The discrepancy is of the interests of a company vs the interests of the majority.
The thought I have in the back of my head is that for thousands of years lots of information was written down, but not any more. What happens if digital storage is affected/destroyed for what ever reason...
Back to the stone age?
What a treasure and a curse it would be. We would drown in our past.
Though I think with AI it would be a blessing. So much to learn from.
Might be worth turning it into a per page browser extension...
I think this is referred to as "Evergreen Content", and is encouraged by marketing/SEO companies.
No. I too have observed this. It's another dark pattern driven by SEO. In the internal page ranking algorithm I apply to web content lack of dates is an important factor.
Most web content falls under this category: ephemeral junk. It's irresponsible to use the web for meaningful research purposes. For most technical questions, go to manuals, and for most humanistic questions, hit the books. The web can be a means to inform research, but the majority of material is basically "39 weird teeth whitening tricks the dentists don't want you to know."
YouTube is especially bad.
I had never actually experience so blatantly Google hiding information from me, my search terms were very clear, evidenced by bing's results. But honestly just that one experience is enough for me to never trust Google again.
- I open the popup for the 'SEOInfo' firefox plugin which displays metadata from the page (JSON-LD, microdata, and a catch-all "other meta" field often show created/modified timestamps for the current page)
- A page may give a date but if the page has a whiff of marketing vibe about it and that date is very recent and not in the url I am immediately suspicious of the date it gives.
- I click over to archive sites (Internet Archive/wayback machine, archive.today). I'll often bookmark a good early capture from one of these next to the actual page for the sole reason that the capture has some semblance of a date, even if it's not close to the actual published date. I want that simply because I like to order links by date and so I need some date to use for that.
- Academic papers are especially frustrating here. Some have a date prominently in the pdf but most don't. This is apparently an artifact of a process whereby papers often simply don't have a definitive date. The authors worked on it over the course of a year or more, so many differing versions are floating around. For these I google the title and can often get an arxiv preprint page with a submission date, or journal publications with a submission date (though these often only give a month or a year).
- There is a lot of good stuff on a stackoverflow page but what's the "date" of that page? A question could have been asked a decade ago and have answers running from that day to today. I really like the wayback machine for these. I can start with an early version of the page and click forward through time, bookmarking when I stop. Then if I pick it up again later, I can resume from the bookmark and continue forward through time from there.
- Quora pages are especially frustrating because they won't give the date the question was asked; just the answers. And you can't do the wayback machine thing I described above for stackoverflow because Quora has blocked internet archive. For these reasons I dread trying to do anything with quora pages.
What I'd really wish for is some way browsers can get create/modify dates for any page, so the user doesn't need to hunt for it and plugins can do stuff with it. For example I'd love a plugin that could order the tabs in a window by, say, modification date.
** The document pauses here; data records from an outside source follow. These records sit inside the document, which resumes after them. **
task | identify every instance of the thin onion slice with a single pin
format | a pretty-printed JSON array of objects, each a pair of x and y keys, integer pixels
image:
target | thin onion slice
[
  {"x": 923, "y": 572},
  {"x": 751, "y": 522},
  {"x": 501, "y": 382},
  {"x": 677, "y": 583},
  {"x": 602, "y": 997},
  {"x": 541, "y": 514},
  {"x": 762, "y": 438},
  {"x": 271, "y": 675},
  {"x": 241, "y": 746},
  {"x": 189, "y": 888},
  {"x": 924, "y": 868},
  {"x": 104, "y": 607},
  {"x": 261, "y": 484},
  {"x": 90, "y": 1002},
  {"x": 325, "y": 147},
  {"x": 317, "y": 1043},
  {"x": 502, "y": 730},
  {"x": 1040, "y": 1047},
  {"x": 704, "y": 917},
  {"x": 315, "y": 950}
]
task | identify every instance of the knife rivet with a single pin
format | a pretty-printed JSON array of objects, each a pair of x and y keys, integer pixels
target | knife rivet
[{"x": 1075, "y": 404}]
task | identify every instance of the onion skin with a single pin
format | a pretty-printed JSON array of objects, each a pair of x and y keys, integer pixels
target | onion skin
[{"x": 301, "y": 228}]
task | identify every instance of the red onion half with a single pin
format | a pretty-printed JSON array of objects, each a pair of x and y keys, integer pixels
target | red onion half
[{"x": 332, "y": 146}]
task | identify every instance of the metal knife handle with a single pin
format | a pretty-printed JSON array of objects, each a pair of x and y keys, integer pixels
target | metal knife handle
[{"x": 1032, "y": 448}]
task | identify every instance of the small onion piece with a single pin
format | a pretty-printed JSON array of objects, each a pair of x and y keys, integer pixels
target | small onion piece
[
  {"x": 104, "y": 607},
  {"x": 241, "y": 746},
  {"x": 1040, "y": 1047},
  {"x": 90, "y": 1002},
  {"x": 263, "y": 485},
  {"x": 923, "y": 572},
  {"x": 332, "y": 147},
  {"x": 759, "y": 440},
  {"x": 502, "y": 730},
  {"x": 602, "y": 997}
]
The workflow I have in mind is: open search results into tabs. Make the browser order the tabs by date for you without manual labor. Then you can read through your search results in chronological order. Save the set. Restore it a week or a year later. Click "reorder" again to account for pages that have received updates. Now your tabs are in chronological order again. I would gladly pay for this capability!
The company would take a bunch of arbitrary content and do minimal presentation for it, and host it, forever.
Basically 'hands off archiving'. I'll bet a lot of companies would be interested in this.